Ballard looked at Jenkins and shook her head in frustration.
“Look, it’s all going to the burglary table in the morning,” Jenkins said. “Why don’t you let them deal with it?”
“Because they won’t deal with it,” Ballard said. “It will get lost in the stack. They won’t follow up and that’s not fair to her.”
She nodded toward the kitchen, where the crime victim was sitting and looking forlorn.
“Nobody said anything about anything being fair,” Jenkins said. “It is what it is.”
After five minutes the supervisor came on the line. Ballard explained that they had a fluid situation and needed to move quickly to catch the person who stole Mrs. Lantana’s credit card. The supervisor explained that the attempted use of the credit card did not go through, so the fraud alert system had worked.
“There is no need for this ‘fluid situation,’ as you say,” he said.
“The system only works if we catch the guy,” Ballard said. “Don’t you see? Stopping the card from being used is only part of it. That protects your corporate client. It doesn’t protect Mrs. Lantana, who had someone inside her house.”

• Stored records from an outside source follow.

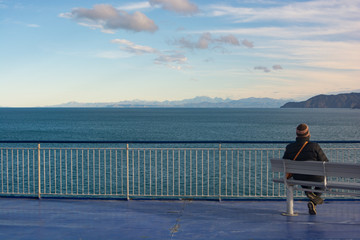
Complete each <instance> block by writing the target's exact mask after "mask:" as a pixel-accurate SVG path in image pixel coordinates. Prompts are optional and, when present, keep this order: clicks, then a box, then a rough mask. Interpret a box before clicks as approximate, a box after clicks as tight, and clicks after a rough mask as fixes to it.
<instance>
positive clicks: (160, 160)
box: [160, 149, 164, 195]
mask: <svg viewBox="0 0 360 240" xmlns="http://www.w3.org/2000/svg"><path fill="white" fill-rule="evenodd" d="M160 155H161V156H160V161H161V162H160V166H161V167H160V190H161V191H160V195H163V194H164V193H163V169H164V168H163V150H162V149H161V150H160Z"/></svg>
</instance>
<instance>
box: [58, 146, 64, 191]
mask: <svg viewBox="0 0 360 240" xmlns="http://www.w3.org/2000/svg"><path fill="white" fill-rule="evenodd" d="M59 159H60V162H59V164H60V194H62V193H63V185H62V156H61V149H60V150H59Z"/></svg>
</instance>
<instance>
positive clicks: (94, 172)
mask: <svg viewBox="0 0 360 240" xmlns="http://www.w3.org/2000/svg"><path fill="white" fill-rule="evenodd" d="M92 155H93V194H95V192H96V189H95V178H96V176H95V149H93V154H92Z"/></svg>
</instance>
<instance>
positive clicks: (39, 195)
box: [38, 143, 41, 199]
mask: <svg viewBox="0 0 360 240" xmlns="http://www.w3.org/2000/svg"><path fill="white" fill-rule="evenodd" d="M40 155H41V153H40V143H38V198H39V199H40V198H41V169H40V166H41V165H40V163H41V159H40Z"/></svg>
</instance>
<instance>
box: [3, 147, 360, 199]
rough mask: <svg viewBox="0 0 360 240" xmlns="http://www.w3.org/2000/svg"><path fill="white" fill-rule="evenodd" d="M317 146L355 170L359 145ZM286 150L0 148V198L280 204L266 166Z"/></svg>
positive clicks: (246, 148)
mask: <svg viewBox="0 0 360 240" xmlns="http://www.w3.org/2000/svg"><path fill="white" fill-rule="evenodd" d="M317 142H319V143H324V144H325V143H326V145H329V146H325V147H324V148H323V149H324V151H325V153H326V155H327V156H328V158H329V159H330V161H336V162H352V163H360V159H359V158H360V157H359V156H360V145H358V144H359V143H360V141H317ZM287 143H288V141H36V140H34V141H0V195H3V196H9V195H10V196H36V197H39V198H41V197H86V198H92V197H103V198H126V199H132V198H146V199H153V198H170V199H177V198H200V199H203V198H212V199H238V198H285V195H286V194H285V189H284V188H283V186H281V185H280V184H275V183H273V181H272V178H273V175H272V173H271V171H270V170H271V166H270V163H269V160H270V159H271V158H281V157H282V155H283V153H284V149H285V144H287ZM251 144H252V145H251ZM272 144H275V145H276V146H275V147H271V146H270V145H272ZM278 144H281V147H279V146H278ZM339 144H340V146H339ZM341 144H343V145H341ZM249 145H250V146H249ZM277 177H278V176H277ZM344 181H345V180H344ZM346 181H351V180H346ZM296 196H298V197H302V196H303V195H302V193H301V192H298V193H296ZM331 197H334V196H331ZM336 197H338V196H336Z"/></svg>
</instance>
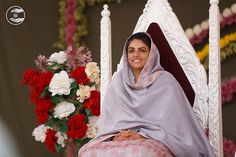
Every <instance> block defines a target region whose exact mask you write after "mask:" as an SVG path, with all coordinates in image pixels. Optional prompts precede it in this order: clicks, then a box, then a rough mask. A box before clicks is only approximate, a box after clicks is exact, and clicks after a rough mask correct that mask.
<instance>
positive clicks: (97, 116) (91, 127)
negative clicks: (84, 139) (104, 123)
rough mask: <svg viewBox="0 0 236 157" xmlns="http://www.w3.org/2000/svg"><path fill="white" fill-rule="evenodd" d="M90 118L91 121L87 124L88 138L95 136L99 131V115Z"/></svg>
mask: <svg viewBox="0 0 236 157" xmlns="http://www.w3.org/2000/svg"><path fill="white" fill-rule="evenodd" d="M88 119H89V123H88V124H87V126H88V129H87V132H86V136H87V137H88V138H95V137H96V135H97V133H98V116H90V117H88Z"/></svg>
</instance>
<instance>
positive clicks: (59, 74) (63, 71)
mask: <svg viewBox="0 0 236 157" xmlns="http://www.w3.org/2000/svg"><path fill="white" fill-rule="evenodd" d="M72 81H73V80H72V79H70V78H69V76H68V74H67V72H66V71H61V72H60V73H56V74H54V75H53V77H52V80H51V82H50V84H49V91H50V92H51V93H52V96H54V95H56V94H58V95H69V94H70V84H71V82H72Z"/></svg>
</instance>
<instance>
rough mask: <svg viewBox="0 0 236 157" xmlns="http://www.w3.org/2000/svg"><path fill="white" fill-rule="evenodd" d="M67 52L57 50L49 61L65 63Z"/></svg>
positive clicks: (53, 54)
mask: <svg viewBox="0 0 236 157" xmlns="http://www.w3.org/2000/svg"><path fill="white" fill-rule="evenodd" d="M66 60H67V59H66V53H65V52H64V51H60V52H58V53H57V52H55V53H53V54H52V55H51V56H50V57H49V59H48V62H49V64H52V63H58V64H63V63H65V61H66Z"/></svg>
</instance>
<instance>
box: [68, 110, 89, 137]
mask: <svg viewBox="0 0 236 157" xmlns="http://www.w3.org/2000/svg"><path fill="white" fill-rule="evenodd" d="M67 125H68V127H69V130H68V131H67V132H66V134H67V136H68V137H71V138H72V139H78V138H83V137H85V135H86V131H87V124H86V122H85V116H84V115H83V114H77V115H74V116H72V117H71V118H70V119H69V121H68V122H67Z"/></svg>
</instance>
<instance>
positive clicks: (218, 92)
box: [209, 0, 223, 157]
mask: <svg viewBox="0 0 236 157" xmlns="http://www.w3.org/2000/svg"><path fill="white" fill-rule="evenodd" d="M218 3H219V0H210V4H211V7H210V10H209V25H210V27H209V44H210V47H209V128H210V129H209V140H210V144H211V145H212V148H213V151H214V152H215V154H216V155H217V156H218V157H221V156H223V144H222V143H223V142H222V139H223V138H222V111H221V110H222V109H221V107H222V106H221V88H220V87H221V71H220V70H221V68H220V47H219V40H220V26H219V21H220V20H219V7H218Z"/></svg>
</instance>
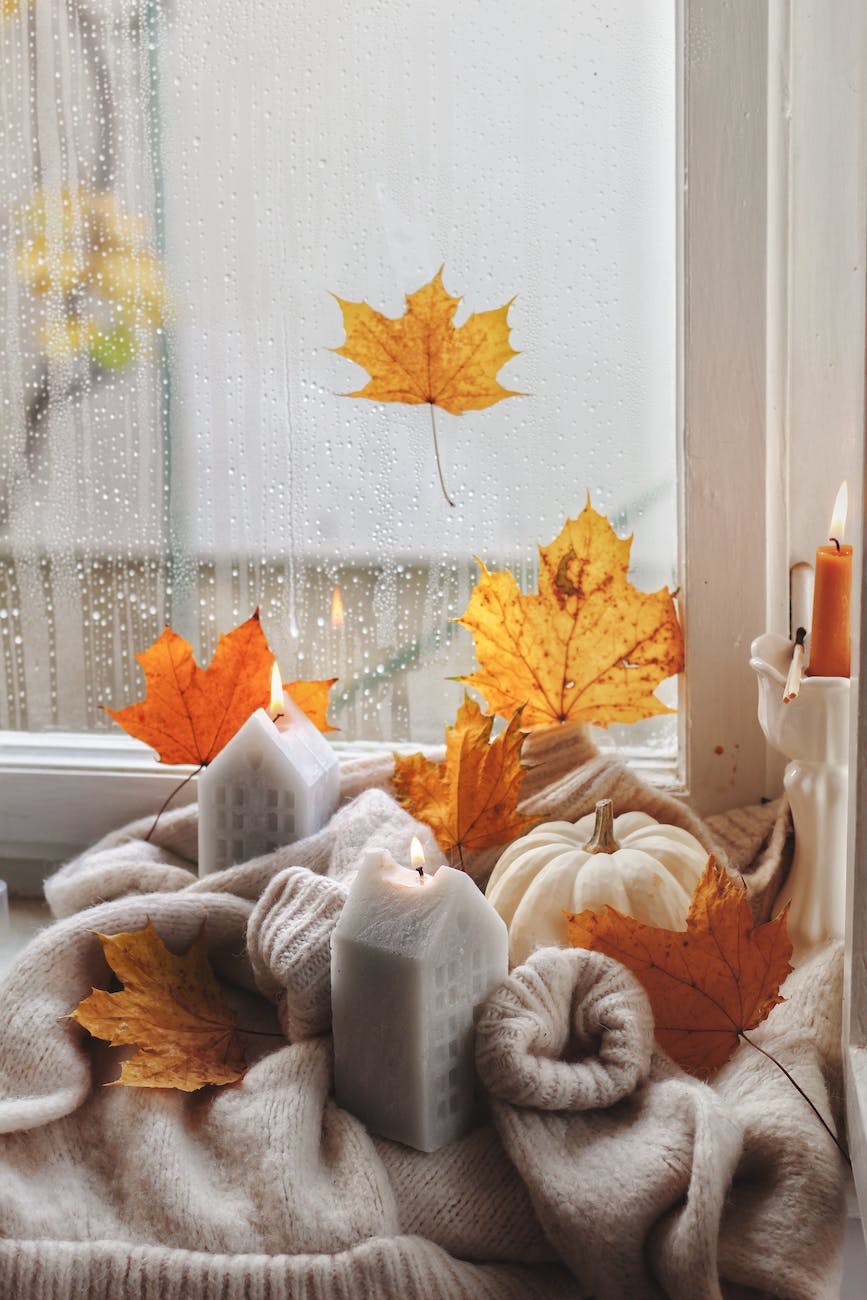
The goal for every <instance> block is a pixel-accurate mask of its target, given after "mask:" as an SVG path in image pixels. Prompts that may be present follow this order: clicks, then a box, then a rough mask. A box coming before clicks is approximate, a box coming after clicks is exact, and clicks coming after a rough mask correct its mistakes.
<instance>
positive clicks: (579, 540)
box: [455, 497, 684, 729]
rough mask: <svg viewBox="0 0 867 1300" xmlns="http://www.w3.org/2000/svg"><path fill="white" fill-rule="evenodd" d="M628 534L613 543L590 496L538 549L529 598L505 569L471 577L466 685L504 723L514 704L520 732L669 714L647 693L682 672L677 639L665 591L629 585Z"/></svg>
mask: <svg viewBox="0 0 867 1300" xmlns="http://www.w3.org/2000/svg"><path fill="white" fill-rule="evenodd" d="M630 547H632V538H630V537H629V538H620V537H617V534H616V533H615V530H614V529H612V526H611V524H610V523H608V520H607V519H606V517H604V515H599V513H597V511H595V510H593V507H591V506H590V498H589V497H588V503H586V506H585V508H584V510H582V511H581V513H580V515H578V517H577V519H568V520H567V521H565V524H564V526H563V530H562V532H560V534H559V537H556V538H555V539H554V541H552V542H551V543H550V546H539V582H538V594H530V595H524V594H521V591H520V589H519V586H517V582H516V581H515V578H513V577H512V575H511V573H510V572H508V569H504V571H503V572H489V569H487V568H485V565H484V564H482V562H481V560H478V564H480V567H481V571H482V573H481V577H480V580H478V582H477V585H476V586H474V588H473V594H472V595H471V598H469V604H468V606H467V608H465V611H464V614H463V616H461V617H460V619H456V620H455V621H456V623H460V624H461V625H463V627H465V628H469V630H471V632H472V633H473V638H474V642H476V658H477V659H478V663H480V666H481V667H480V668H478V669H477V671H476V672H472V673H468V675H467V676H464V677H461V679H460V681H465V682H468V684H469V685H471V686H476V689H477V690H480V692H481V694H482V695H484V697H485V699H486V702H487V707H489V708H491V710H493V711H494V712H497V714H502V715H503V716H504V718H508V716H511V715H512V714H513V712H515V710H516V708H519V707H521V706H524V722H523V725H524V728H525V729H533V728H534V727H549V725H551V724H554V723H565V722H586V723H595V724H597V725H598V727H607V725H608V724H610V723H632V722H637V720H638V719H640V718H651V716H653V715H654V714H668V712H672V710H671V708H668V707H667V706H666V705H663V703H662V701H660V699H658V698H656V697H655V695H654V690H655V688H656V686H658V685H659V682H660V681H663V680H664V679H666V677H669V676H672V673H676V672H680V671H681V669H682V667H684V636H682V632H681V628H680V624H679V621H677V614H676V611H675V603H673V601H672V597H671V593H669V591H668V588H664V586H663V588H660V590H659V591H654V593H651V594H646V593H643V591H640V590H638V589H637V588H634V586H633V585H632V582H629V580H628V577H627V572H628V569H629V551H630Z"/></svg>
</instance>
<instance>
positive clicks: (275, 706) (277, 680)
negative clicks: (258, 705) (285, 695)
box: [268, 659, 283, 719]
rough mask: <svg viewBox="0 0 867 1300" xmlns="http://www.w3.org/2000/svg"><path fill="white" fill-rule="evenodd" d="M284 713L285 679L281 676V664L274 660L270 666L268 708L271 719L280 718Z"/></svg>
mask: <svg viewBox="0 0 867 1300" xmlns="http://www.w3.org/2000/svg"><path fill="white" fill-rule="evenodd" d="M282 711H283V679H282V677H281V675H279V664H278V663H277V660H276V659H274V662H273V664H272V666H270V703H269V706H268V716H269V718H272V719H273V718H279V715H281V714H282Z"/></svg>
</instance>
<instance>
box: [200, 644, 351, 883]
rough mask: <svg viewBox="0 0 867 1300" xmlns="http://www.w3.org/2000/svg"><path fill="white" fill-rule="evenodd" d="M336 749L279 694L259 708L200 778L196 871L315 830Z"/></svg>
mask: <svg viewBox="0 0 867 1300" xmlns="http://www.w3.org/2000/svg"><path fill="white" fill-rule="evenodd" d="M338 793H339V771H338V761H337V755H335V754H334V750H333V749H331V746H330V745H329V744H328V741H326V740H325V737H324V736H322V735H321V733H320V732H318V731H317V729H316V727H315V725H313V723H311V720H309V719H308V718H307V716H305V715H304V714H303V712H302V710H300V708H299V707H298V705H295V702H294V701H292V699H290V697H289V695H287V694H285V692H283V688H282V684H281V679H279V669H278V668H277V664H274V671H273V675H272V702H270V707H269V708H268V710H264V708H257V710H256V712H255V714H252V715H251V716H250V718H248V719H247V722H246V723H244V724H243V727H242V728H240V731H238V732H237V735H235V736H234V737H233V738H231V740H230V741H229V744H227V745H226V746H225V748H224V749H222V750H221V751H220V753H218V754H217V757H216V758H214V761H213V763H211V764H209V767H207V768H205V770H204V772H203V774H201V776H200V777H199V875H200V876H205V875H209V874H211V872H212V871H222V870H224V868H225V867H230V866H233V865H235V863H238V862H247V861H250V858H257V857H260V855H261V854H264V853H273V852H274V849H279V848H282V846H283V845H285V844H292V842H294V841H295V840H303V839H305V837H307V836H308V835H315V833H316V831H320V829H321V828H322V827H324V826H325V823H326V822H328V819H329V818H330V815H331V813H333V811H334V809H335V807H337V801H338Z"/></svg>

“I am sorry,” the supervisor said. “I cannot help you without documentation from the courts. It is our protocol.”
“What is your name?”
“My name is Irfan.”
“Where are you, Irfan?”
“How do you mean?”
“Are you in Mumbai? Delhi? Where?”
“I am in Mumbai, yes.”
“And that’s why you don’t give a shit. Because this guy’s never going to come into your house and steal your wallet in Mumbai. Thanks very much.”
She stepped back into the kitchen and hung up the phone before the useless supervisor could respond. She turned back to her partner.
“Okay, we go back to the barn, write it up, give it to the burglary table,” she said. “Let’s go.”
2
Ballard and Jenkins didn’t make it back to the station to begin writing the report on the Lantana burglary. They were diverted to Hollywood Presbyterian Medical Center by the watch commander to check out an assault. Ballard parked in an ambulance slot by the ER entrance, left the grille lights on, and then she and Jenkins entered through the automatic doors. Ballard noted the time for the report she would write later. It was 12:41 a.m. according to the clock over the reception window in the ER waiting room.
There was a P-1 standing there, his skin as white as a vampire’s. Ballard gave him the nod and he came over to brief them. He was a slick sleeve and maybe even a boot and too new in the division for her to know his name.
“We found her in a lot on Santa Monica by Highland,” the officer stated. “Looked like she had been dumped there. Whoever did it probably thought she was dead. But she was alive and she sort of woke up and was semiconscious for a couple minutes. Somebody had worked her over really good. One of the paramedics said she might have a skull fracture. They have her in the back. My TO’s back there too.”